COUNCIL BLUFFS, Iowa (KMTV) — Unemployment claims in Iowa are decreasing though thousands are still out of work. Iowa saw 65,653 continued unemployment claims in week of September 12; that's down 5,000 from the previous week.
Unemployment claims are also dropping in Pottawattamie County. During the week of September 12, the county received 1,171 continued claims; about 150 less than the previous week.
Unemployment claims peaked on May 9 at 3,808.
Drew Kamp, Council Bluffs Chamber of Commerce President, said they're working hard to help connect people to work.
“You have a lot of individuals who fit that low skilled workforce and a lot of the needs are in the middle skilled workforce,” Kamp said.
There are about 1,100 jobs posted online in Council Bluffs right now and 500 on the Iowa-Works page.
“As we go and talk to employers, they’re always having issues with workforce development,” Kamp said. “That piece that is the toughest part is upscaling people. It’s that gap between the low skill and medium skill and how do you bring those people along to fill those positions.”

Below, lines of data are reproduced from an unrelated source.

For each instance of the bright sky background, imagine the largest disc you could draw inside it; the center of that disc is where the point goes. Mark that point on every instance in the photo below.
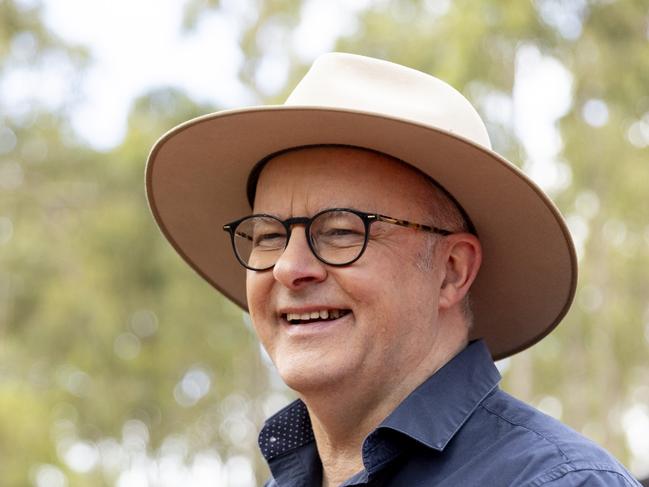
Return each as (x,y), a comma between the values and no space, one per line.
(138,45)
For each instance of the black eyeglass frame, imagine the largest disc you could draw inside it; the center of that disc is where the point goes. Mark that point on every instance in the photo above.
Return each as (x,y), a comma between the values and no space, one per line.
(367,218)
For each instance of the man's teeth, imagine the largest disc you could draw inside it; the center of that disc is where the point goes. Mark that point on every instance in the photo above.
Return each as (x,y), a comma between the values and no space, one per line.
(316,315)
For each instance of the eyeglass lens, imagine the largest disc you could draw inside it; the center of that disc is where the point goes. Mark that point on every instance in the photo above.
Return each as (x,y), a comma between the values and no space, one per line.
(336,237)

Kamp suggests people consider a jobs training program. He said here, Iowa Western Community college is a great place to start looking at the trainings available.
“Apprenticeships are another piece, where you have to meet certain parameters the state provides, but then you can get some training to get some training in a specific industry or sector. Those are things that are really important right now and the state is throwing a lot of support behind,” Kamp said.
Governor Kim Reynolds Economic Recovery Advisory Board recently discussed this same skills gap.
A.J. Loss, board member, said they would like to increase the catalog of online training programs by 50-percent over the next three years. He also said we need to increase the number of people getting a post-secondary education.
“The goal would be that 70% of folks in Iowa would have post-secondary education attainment by the year 2025,” Loss said. “And that we would reduce the state’s unemployment rate by 3% because we are really putting to work those low skill employees with education and training that’s provided to them or maybe they don’t even know exists.”